Problem
Convolutional Neural Networks based single-image super-resolution.
Key Points
- Authors propose a Laplacian Pyramid Super-Resolution Network (LapSRN) that takes a low-res (LR) image as input and progressively generates residuals at different scales for high-res (HR) images. It comprises of a feature extraction and a image reconstruction branch.
- The output of each deconv layer is connected to a conv layer for reconstructing HR image, and for further in feature extraction for higher layers.
- The deconv layer is intialized with a bilinear kernel and is jointly optimized with all other layers.
- Use Charbonnier loss function as opposed to the usual l2 loss which is more robust and produces less blurry images. Leaky ReLUs used for activation.
- Patches of size 128x128 for training. Augmentation done by scaling images from [0.5, 1], random rotation by 90, 180 or 270 degrees, and horizontal/vertical flipping.
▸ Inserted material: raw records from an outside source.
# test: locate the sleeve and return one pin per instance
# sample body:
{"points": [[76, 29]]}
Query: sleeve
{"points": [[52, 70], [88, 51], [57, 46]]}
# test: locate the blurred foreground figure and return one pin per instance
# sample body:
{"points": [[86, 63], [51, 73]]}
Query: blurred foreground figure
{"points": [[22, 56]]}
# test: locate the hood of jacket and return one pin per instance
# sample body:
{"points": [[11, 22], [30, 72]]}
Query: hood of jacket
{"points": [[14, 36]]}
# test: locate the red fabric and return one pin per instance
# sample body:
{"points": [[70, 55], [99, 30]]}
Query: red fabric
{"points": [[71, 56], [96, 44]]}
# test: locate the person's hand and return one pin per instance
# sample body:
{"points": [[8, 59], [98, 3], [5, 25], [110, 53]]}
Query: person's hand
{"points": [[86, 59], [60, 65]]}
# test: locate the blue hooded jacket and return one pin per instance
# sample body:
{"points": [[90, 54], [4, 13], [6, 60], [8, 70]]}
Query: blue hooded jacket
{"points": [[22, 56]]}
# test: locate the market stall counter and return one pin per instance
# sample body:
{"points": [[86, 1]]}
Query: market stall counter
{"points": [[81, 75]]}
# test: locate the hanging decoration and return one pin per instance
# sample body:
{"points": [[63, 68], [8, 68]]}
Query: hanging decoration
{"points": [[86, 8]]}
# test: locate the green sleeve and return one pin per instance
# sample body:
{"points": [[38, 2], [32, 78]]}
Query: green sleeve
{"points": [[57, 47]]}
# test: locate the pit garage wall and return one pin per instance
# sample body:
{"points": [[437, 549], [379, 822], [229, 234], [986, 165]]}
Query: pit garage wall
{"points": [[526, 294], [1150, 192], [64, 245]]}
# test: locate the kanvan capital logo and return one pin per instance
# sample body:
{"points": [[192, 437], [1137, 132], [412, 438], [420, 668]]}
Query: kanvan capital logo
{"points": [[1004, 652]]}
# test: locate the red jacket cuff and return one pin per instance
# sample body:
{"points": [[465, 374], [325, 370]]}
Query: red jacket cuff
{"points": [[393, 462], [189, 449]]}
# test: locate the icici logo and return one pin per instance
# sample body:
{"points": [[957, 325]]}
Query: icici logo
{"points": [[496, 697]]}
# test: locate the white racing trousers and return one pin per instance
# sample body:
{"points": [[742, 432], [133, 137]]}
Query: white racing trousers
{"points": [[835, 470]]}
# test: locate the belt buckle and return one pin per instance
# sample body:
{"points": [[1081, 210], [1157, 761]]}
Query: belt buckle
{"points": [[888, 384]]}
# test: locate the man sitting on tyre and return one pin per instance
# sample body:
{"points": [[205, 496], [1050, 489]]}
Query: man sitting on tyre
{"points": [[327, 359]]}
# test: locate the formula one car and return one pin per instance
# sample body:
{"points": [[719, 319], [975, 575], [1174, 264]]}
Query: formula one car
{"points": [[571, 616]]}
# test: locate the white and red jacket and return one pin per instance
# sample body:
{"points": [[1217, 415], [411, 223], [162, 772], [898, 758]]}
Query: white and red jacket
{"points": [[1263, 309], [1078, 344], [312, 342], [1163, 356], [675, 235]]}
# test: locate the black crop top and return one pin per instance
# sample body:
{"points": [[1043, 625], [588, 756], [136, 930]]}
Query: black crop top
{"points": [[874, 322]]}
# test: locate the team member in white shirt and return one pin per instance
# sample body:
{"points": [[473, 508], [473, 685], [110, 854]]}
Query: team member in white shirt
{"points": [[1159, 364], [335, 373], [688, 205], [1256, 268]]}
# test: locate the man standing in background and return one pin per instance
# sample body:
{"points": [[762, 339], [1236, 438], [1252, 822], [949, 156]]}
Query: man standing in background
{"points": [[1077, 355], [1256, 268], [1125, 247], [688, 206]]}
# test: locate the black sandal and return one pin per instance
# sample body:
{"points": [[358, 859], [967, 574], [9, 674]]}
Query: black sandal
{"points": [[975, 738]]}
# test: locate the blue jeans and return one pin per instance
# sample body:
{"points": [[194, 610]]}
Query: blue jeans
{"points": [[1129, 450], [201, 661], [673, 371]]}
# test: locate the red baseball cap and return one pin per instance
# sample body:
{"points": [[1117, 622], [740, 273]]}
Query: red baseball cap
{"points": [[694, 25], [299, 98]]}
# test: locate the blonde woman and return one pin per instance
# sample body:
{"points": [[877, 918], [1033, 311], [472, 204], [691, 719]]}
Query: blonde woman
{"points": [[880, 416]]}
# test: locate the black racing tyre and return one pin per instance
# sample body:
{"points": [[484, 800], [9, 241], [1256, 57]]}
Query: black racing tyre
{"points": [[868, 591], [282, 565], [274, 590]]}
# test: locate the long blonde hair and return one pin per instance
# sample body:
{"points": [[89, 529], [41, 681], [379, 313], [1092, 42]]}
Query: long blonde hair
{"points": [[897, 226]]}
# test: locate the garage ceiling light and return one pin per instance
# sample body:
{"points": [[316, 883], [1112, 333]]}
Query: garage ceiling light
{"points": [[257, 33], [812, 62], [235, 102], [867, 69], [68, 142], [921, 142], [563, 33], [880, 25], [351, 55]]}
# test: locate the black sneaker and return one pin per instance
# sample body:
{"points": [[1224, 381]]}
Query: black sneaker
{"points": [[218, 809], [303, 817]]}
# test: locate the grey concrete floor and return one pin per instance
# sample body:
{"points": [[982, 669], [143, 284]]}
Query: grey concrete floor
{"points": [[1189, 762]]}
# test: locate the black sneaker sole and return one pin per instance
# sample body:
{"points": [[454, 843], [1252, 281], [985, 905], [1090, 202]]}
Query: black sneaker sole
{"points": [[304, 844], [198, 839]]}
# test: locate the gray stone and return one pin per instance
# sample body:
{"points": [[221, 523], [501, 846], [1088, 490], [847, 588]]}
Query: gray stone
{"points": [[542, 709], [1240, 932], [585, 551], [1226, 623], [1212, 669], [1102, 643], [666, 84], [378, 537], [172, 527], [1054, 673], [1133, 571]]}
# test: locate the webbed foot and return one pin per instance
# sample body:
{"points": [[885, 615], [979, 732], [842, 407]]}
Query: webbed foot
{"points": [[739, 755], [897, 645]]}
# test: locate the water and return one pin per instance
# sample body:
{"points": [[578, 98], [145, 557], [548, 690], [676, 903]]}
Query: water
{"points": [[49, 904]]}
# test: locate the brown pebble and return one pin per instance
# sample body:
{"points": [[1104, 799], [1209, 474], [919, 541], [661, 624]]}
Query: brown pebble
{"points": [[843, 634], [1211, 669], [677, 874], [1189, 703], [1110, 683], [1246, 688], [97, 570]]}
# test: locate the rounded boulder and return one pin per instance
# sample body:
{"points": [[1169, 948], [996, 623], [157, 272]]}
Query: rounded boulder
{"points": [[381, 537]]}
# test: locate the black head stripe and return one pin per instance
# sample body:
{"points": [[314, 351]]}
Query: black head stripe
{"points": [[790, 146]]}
LR images generated from original images by bicubic downsampling.
Results
- Show that Charbonnier loss performs better than l2 loss, and residual network is better than non-residual network.
- Achieves pretty good IFC values across datasets and best results for PSNR/SSIM/IFC for 8x network.
- Not able to hallucinate finer details at higher resolutions.
Notes
- Efficient and sufficiently accurate method for super-resolution. Single feed-forward pass could be used to generate 2x, 4x and 8x resolutions.
- The performance for 2x and 4x zoom using 8x networks isn't as good as their specific 2x/4x counterpart networks.
- Increasing depth of network doesn't help much in getting better results. Considering residual training, shouldn't it help to increase depth?
- Should have compared qualitatively with SRGAN. Should perceptual loss be used for better qualitative results than other loss functions?